There was no mistaking Pete Postlethwaite for anyone else. Postlethwaite, who died Sunday at age 64, was the kind of character actor who immediately impressed audiences with his distinctive features. Because of his broken-nosed profile and the way his bony cheeks protruded at comic-book angles, he appeared, one British writer noted, "chiseled as if by a cubist sculptor."
But he held audiences because of his art, craft and primal powers of empathy. He was at the vital center of one of the most profound father-son tales in all of movies: Jim Sheridan's bristling 1993 drama, "In the Name of the Father," starring Daniel Day-Lewis as a man wrongly accused of IRA terrorism and Postlethwaite as the dad he bonds with after both wind up in a prison cell. No actor has better caught the way the emotional commitment and honesty of a conventional parent can disarm a would-be rebellious son. Postlethwaite won a best supporting actor Oscar nomination for it.
Postlethwaite could be the most harrowing and realistic of actors -- he hit the bull's-eye of callous urban villainy last year as the Irish mobster operating behind the front of a flower shop in Ben Affleck's "The Town." But he could also be otherworldly.

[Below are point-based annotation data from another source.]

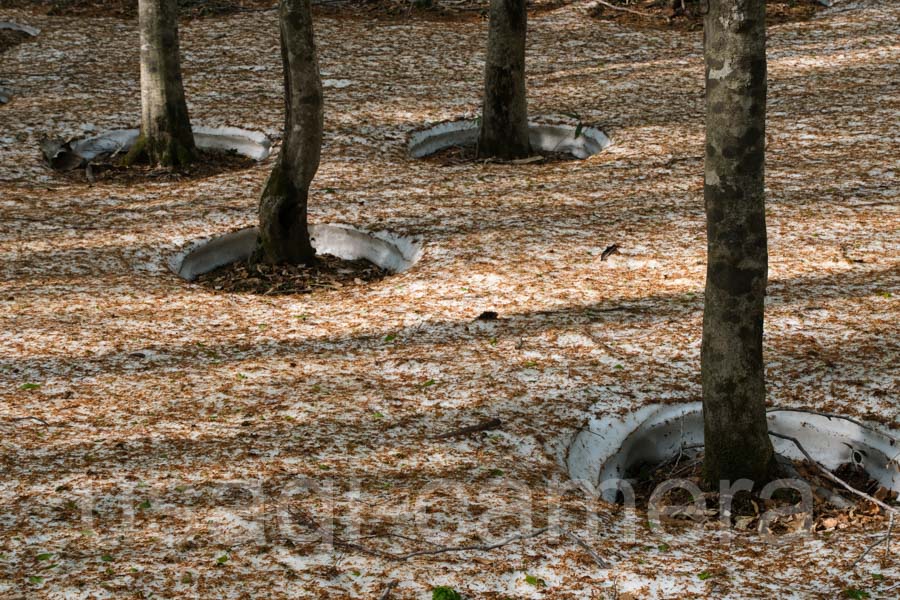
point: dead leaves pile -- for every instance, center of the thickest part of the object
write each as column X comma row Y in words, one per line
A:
column 461, row 155
column 328, row 273
column 834, row 507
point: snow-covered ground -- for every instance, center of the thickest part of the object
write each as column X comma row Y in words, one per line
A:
column 195, row 440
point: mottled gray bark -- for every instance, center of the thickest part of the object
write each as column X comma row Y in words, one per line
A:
column 504, row 115
column 283, row 227
column 736, row 439
column 166, row 136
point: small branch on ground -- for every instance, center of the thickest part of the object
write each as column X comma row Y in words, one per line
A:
column 387, row 591
column 484, row 426
column 871, row 547
column 834, row 416
column 887, row 544
column 628, row 10
column 29, row 417
column 829, row 475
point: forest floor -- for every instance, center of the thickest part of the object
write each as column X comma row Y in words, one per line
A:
column 165, row 439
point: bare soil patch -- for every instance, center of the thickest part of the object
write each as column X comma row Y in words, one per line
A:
column 834, row 507
column 423, row 10
column 687, row 15
column 328, row 273
column 113, row 171
column 127, row 9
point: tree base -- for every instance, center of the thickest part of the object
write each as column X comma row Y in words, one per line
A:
column 160, row 152
column 283, row 228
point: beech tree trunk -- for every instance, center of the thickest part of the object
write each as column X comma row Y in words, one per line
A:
column 504, row 115
column 166, row 137
column 283, row 227
column 737, row 444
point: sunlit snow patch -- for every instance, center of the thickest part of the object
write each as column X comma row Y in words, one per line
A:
column 69, row 155
column 608, row 447
column 579, row 141
column 389, row 251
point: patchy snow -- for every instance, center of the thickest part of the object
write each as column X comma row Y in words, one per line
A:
column 186, row 426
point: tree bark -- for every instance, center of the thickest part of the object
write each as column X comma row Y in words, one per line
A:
column 737, row 444
column 504, row 115
column 283, row 226
column 166, row 137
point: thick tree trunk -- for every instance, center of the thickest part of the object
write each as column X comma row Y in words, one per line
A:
column 166, row 136
column 736, row 439
column 283, row 227
column 504, row 115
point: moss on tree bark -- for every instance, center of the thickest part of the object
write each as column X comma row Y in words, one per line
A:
column 283, row 226
column 504, row 115
column 737, row 444
column 166, row 136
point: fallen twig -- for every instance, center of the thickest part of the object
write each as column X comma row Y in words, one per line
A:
column 29, row 417
column 387, row 591
column 887, row 544
column 629, row 10
column 865, row 552
column 597, row 558
column 834, row 416
column 829, row 475
column 483, row 426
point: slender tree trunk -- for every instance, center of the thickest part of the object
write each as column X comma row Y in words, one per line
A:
column 736, row 439
column 283, row 227
column 504, row 115
column 166, row 137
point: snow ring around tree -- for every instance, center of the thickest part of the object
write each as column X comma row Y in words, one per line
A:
column 252, row 144
column 389, row 251
column 608, row 447
column 580, row 141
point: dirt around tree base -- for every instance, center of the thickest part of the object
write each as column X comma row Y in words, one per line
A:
column 422, row 10
column 127, row 9
column 11, row 37
column 688, row 15
column 329, row 273
column 460, row 155
column 114, row 171
column 834, row 506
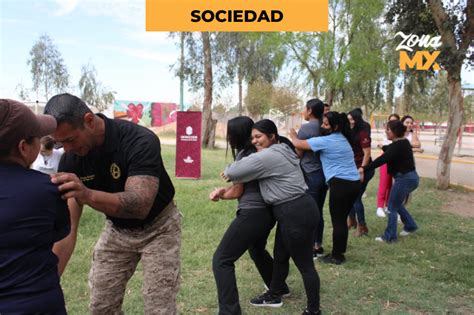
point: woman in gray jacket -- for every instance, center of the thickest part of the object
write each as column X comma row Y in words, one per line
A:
column 282, row 185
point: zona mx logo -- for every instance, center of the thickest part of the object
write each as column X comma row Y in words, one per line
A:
column 423, row 59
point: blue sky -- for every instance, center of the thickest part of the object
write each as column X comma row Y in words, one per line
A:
column 109, row 34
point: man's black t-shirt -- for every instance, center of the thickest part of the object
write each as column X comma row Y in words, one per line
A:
column 128, row 150
column 32, row 217
column 399, row 158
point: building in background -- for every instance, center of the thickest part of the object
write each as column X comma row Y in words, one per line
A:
column 147, row 114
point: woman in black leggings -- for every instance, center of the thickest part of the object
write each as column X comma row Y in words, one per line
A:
column 341, row 174
column 276, row 167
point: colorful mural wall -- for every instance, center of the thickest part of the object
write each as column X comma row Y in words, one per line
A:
column 148, row 114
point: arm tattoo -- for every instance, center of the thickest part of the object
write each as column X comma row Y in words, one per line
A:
column 138, row 197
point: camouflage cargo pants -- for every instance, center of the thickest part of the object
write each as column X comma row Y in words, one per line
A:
column 117, row 254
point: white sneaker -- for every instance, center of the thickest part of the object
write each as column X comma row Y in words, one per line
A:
column 380, row 213
column 406, row 233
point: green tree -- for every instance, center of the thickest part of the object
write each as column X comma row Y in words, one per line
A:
column 346, row 65
column 49, row 73
column 285, row 99
column 92, row 91
column 454, row 22
column 258, row 98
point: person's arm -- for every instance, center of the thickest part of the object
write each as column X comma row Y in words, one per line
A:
column 366, row 158
column 231, row 192
column 134, row 202
column 64, row 248
column 381, row 160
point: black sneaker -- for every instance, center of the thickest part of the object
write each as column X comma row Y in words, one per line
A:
column 333, row 259
column 267, row 299
column 318, row 252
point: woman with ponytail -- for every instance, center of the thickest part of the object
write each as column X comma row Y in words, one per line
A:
column 276, row 166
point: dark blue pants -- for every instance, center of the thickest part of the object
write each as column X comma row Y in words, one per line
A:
column 404, row 184
column 358, row 207
column 342, row 194
column 249, row 230
column 297, row 220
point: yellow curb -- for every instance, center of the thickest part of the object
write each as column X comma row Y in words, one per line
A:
column 432, row 157
column 466, row 188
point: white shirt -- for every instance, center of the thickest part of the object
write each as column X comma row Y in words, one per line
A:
column 48, row 164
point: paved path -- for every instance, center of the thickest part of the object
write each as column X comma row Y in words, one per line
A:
column 462, row 168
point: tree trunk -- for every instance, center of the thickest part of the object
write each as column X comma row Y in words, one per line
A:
column 455, row 103
column 208, row 134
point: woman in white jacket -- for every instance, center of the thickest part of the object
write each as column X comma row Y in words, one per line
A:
column 277, row 167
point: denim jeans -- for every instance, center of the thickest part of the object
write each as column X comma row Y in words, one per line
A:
column 342, row 194
column 318, row 189
column 404, row 184
column 248, row 231
column 297, row 220
column 358, row 208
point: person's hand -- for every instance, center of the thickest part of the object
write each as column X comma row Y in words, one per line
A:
column 224, row 177
column 361, row 174
column 216, row 194
column 70, row 186
column 292, row 134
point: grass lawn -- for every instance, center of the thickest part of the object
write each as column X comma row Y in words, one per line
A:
column 428, row 272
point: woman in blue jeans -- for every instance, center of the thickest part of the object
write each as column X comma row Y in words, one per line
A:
column 401, row 165
column 277, row 169
column 248, row 231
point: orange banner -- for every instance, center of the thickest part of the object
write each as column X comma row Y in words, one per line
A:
column 237, row 15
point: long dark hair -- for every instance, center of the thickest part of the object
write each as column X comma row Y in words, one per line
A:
column 268, row 127
column 358, row 125
column 339, row 123
column 397, row 127
column 316, row 106
column 239, row 132
column 408, row 117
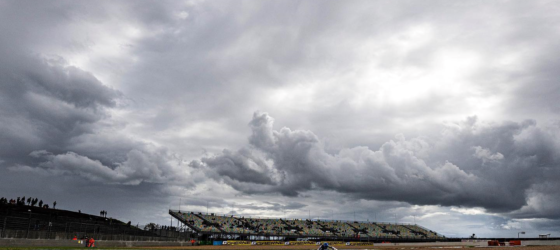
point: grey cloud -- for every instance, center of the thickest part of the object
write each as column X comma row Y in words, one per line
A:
column 139, row 167
column 45, row 104
column 456, row 169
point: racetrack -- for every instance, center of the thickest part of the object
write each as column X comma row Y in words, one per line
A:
column 353, row 247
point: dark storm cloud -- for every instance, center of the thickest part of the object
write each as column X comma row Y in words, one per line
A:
column 493, row 166
column 50, row 110
column 45, row 104
column 190, row 73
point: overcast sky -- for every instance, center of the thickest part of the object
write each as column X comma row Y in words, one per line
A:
column 443, row 113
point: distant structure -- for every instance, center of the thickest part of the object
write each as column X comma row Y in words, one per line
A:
column 215, row 227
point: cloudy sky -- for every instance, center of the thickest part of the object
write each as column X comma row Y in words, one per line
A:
column 441, row 113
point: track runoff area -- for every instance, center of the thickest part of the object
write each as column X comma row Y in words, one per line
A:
column 341, row 247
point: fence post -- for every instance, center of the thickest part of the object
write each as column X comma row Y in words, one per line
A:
column 4, row 228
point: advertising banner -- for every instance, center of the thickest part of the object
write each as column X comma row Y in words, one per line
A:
column 302, row 243
column 269, row 243
column 237, row 243
column 359, row 243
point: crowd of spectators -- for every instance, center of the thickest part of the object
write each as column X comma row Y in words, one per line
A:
column 22, row 201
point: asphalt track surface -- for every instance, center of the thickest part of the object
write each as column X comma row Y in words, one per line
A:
column 356, row 247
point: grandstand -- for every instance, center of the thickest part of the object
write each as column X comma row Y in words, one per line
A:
column 212, row 226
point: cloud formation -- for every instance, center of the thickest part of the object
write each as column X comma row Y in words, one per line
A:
column 119, row 100
column 457, row 168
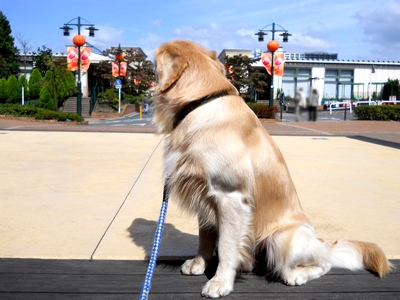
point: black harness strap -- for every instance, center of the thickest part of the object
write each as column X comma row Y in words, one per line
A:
column 195, row 104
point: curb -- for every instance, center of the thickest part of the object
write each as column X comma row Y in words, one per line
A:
column 10, row 117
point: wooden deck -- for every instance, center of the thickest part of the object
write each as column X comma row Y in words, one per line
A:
column 116, row 279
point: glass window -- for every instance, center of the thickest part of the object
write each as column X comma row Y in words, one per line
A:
column 289, row 72
column 304, row 72
column 305, row 84
column 346, row 73
column 288, row 85
column 330, row 73
column 330, row 88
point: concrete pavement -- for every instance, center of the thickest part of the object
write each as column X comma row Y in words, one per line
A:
column 98, row 194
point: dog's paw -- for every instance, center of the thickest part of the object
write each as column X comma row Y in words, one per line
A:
column 216, row 288
column 194, row 266
column 298, row 279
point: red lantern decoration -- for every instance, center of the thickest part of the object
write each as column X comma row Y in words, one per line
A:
column 79, row 40
column 273, row 45
column 119, row 56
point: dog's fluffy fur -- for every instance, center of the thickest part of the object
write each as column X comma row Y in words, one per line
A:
column 223, row 166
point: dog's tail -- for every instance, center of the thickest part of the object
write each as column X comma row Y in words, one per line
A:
column 355, row 255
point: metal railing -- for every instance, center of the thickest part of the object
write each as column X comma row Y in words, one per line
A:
column 93, row 97
column 338, row 104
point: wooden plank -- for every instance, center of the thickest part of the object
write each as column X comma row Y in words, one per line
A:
column 176, row 283
column 80, row 279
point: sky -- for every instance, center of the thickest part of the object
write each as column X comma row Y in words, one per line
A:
column 354, row 29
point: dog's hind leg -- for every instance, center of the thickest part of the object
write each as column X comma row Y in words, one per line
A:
column 234, row 219
column 207, row 242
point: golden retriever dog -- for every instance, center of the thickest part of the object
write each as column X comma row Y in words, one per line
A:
column 222, row 166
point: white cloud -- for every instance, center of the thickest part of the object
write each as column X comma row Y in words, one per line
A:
column 106, row 37
column 245, row 32
column 157, row 22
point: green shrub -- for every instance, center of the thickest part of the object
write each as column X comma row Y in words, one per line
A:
column 37, row 113
column 108, row 95
column 35, row 84
column 3, row 90
column 378, row 112
column 263, row 110
column 13, row 90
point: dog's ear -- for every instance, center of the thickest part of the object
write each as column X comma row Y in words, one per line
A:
column 213, row 54
column 170, row 66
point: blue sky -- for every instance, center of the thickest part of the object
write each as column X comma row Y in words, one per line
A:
column 354, row 29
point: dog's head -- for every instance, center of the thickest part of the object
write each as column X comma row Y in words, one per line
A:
column 185, row 72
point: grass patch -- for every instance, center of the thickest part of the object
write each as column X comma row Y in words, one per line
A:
column 19, row 110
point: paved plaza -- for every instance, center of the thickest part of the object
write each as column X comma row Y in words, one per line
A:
column 82, row 192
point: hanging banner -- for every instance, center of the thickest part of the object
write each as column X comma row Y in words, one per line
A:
column 279, row 62
column 114, row 69
column 119, row 69
column 72, row 58
column 123, row 68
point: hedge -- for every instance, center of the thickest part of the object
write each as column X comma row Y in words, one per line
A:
column 263, row 110
column 378, row 112
column 18, row 110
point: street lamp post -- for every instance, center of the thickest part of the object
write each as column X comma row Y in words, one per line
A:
column 79, row 41
column 119, row 57
column 272, row 46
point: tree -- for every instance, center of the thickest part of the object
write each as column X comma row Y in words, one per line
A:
column 26, row 47
column 43, row 59
column 140, row 74
column 59, row 84
column 3, row 90
column 35, row 84
column 13, row 90
column 9, row 64
column 24, row 83
column 391, row 88
column 243, row 76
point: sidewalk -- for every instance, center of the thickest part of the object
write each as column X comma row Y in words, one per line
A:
column 98, row 194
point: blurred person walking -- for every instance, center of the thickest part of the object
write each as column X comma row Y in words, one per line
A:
column 313, row 105
column 300, row 103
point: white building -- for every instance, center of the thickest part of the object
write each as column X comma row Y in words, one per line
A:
column 334, row 78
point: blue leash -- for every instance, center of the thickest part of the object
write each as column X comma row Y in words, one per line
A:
column 146, row 286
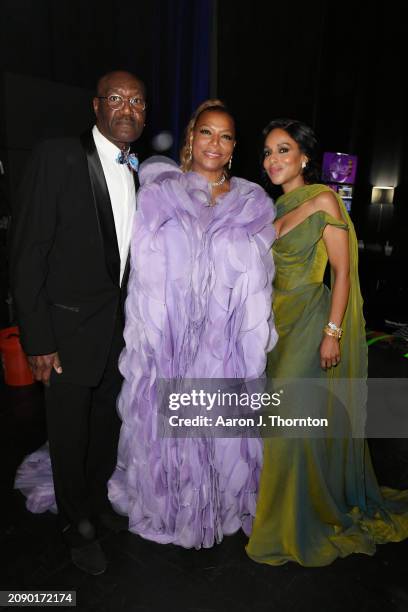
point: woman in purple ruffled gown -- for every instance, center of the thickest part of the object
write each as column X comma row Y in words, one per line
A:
column 198, row 306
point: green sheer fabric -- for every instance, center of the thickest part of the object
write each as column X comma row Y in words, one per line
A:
column 318, row 497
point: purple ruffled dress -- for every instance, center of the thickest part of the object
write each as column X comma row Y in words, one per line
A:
column 198, row 306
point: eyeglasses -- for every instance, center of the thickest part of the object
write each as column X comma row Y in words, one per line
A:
column 116, row 102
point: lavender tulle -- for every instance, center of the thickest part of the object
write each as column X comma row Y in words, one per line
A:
column 199, row 306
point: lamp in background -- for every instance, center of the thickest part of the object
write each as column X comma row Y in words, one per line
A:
column 382, row 196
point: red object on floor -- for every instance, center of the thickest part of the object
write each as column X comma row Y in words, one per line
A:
column 17, row 372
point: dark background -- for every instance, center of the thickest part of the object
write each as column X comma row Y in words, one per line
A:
column 342, row 69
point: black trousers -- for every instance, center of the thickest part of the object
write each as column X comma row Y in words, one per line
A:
column 83, row 433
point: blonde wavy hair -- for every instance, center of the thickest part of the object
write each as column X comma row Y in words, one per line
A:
column 185, row 151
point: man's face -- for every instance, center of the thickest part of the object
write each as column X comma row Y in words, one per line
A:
column 124, row 125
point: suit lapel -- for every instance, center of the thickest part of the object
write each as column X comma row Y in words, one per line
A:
column 103, row 207
column 127, row 266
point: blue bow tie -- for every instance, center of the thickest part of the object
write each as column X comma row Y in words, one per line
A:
column 124, row 157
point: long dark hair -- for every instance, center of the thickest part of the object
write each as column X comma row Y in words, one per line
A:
column 305, row 138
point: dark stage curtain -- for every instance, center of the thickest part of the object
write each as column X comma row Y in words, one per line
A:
column 181, row 65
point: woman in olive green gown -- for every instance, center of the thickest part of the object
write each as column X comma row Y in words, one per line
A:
column 318, row 497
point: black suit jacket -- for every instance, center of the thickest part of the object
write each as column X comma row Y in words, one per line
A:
column 65, row 262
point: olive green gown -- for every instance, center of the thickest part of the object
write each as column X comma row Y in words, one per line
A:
column 319, row 498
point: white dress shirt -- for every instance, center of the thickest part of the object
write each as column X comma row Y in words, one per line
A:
column 122, row 193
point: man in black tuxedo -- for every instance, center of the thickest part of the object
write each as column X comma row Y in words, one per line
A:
column 69, row 267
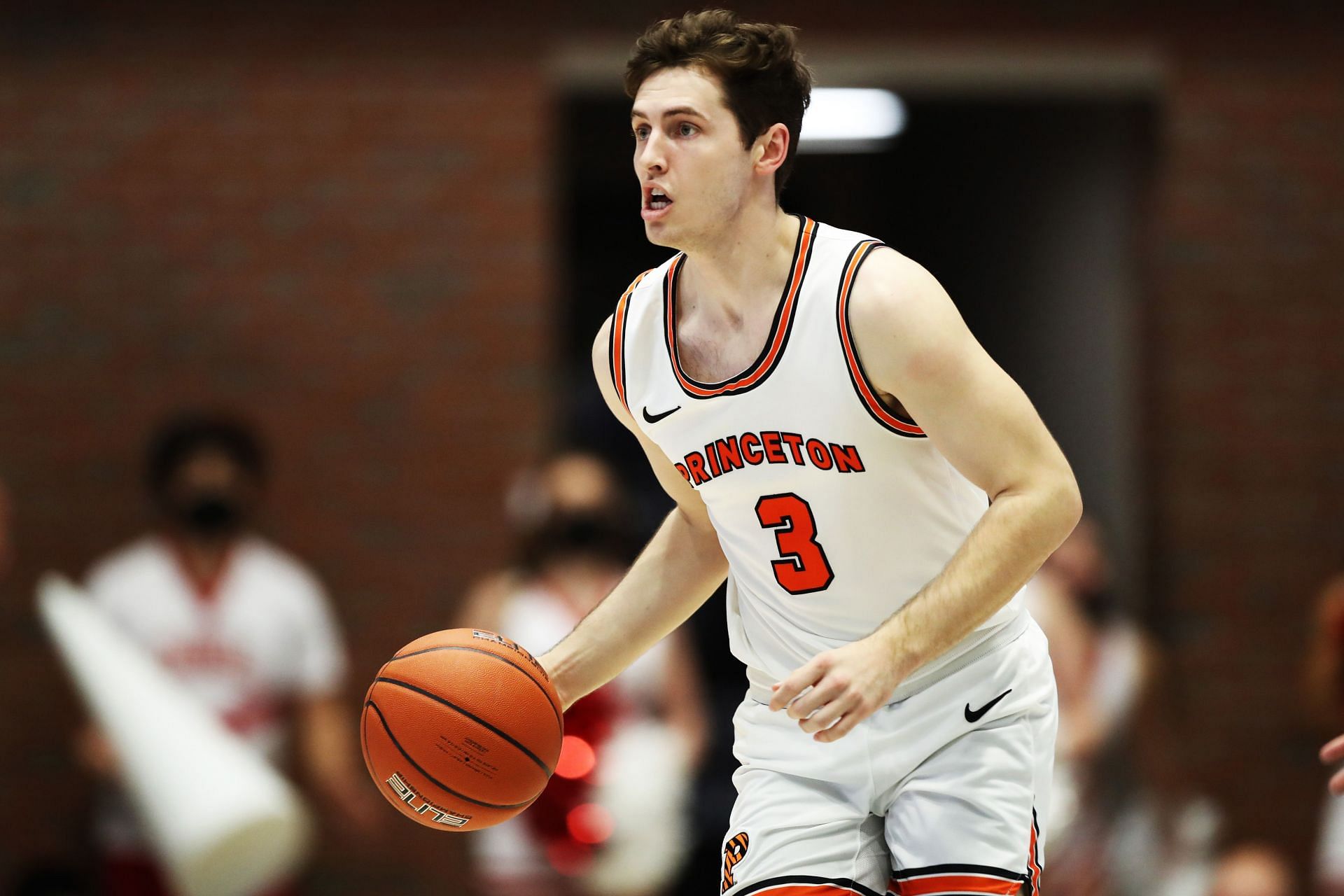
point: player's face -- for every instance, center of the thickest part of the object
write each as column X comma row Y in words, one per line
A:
column 689, row 156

In Henry Selick's 1996 "James and the Giant Peach," released on Blu-ray and DVD just a few months ago, he is instantly haunting as a mystery man with a clouded eye who shows up in a phantasmagoric '30s setting, hands a British orphan a bag of iridescent green squiggly things and tells him they're crocodile tongues.
In Bryan Singer's suspense masterpiece "The Usual Suspects" (1995), he created mystery with his detached presence, his formal speech, and the cryptic way he bore the name of his character, Kobayashi.
Postlethwaite was in some other good-to-great movies, including Steven Spielberg's 1997 "Amistad" (I prefer it to Spielberg's "The Lost World: Jurassic Park," also from '97, which also featured Postlethwaite) and Michael Mann's 1992 "The Last of the Mohicans." (And, of course, the hottest blockbuster director of recent years, Christopher Nolan, gave him a brief but key part as the dying tycoon in "Inception" -- and Postlethwaite managed to make an impression even in a property antithetical to acting.)
Postlethwaite could bring the vivid immediacy of a Dickensian caricature to any kind of comedy or drama. In fact, in his memory, I hope to rent or buy a copy of the 1994 BBC miniseries of Dickens' "Martin Chuzzlewit," in which Postlethwaite plays Montague Tigg/Tigg Montague, one of the ultimate two-faced characters (he runs a pyramid scheme).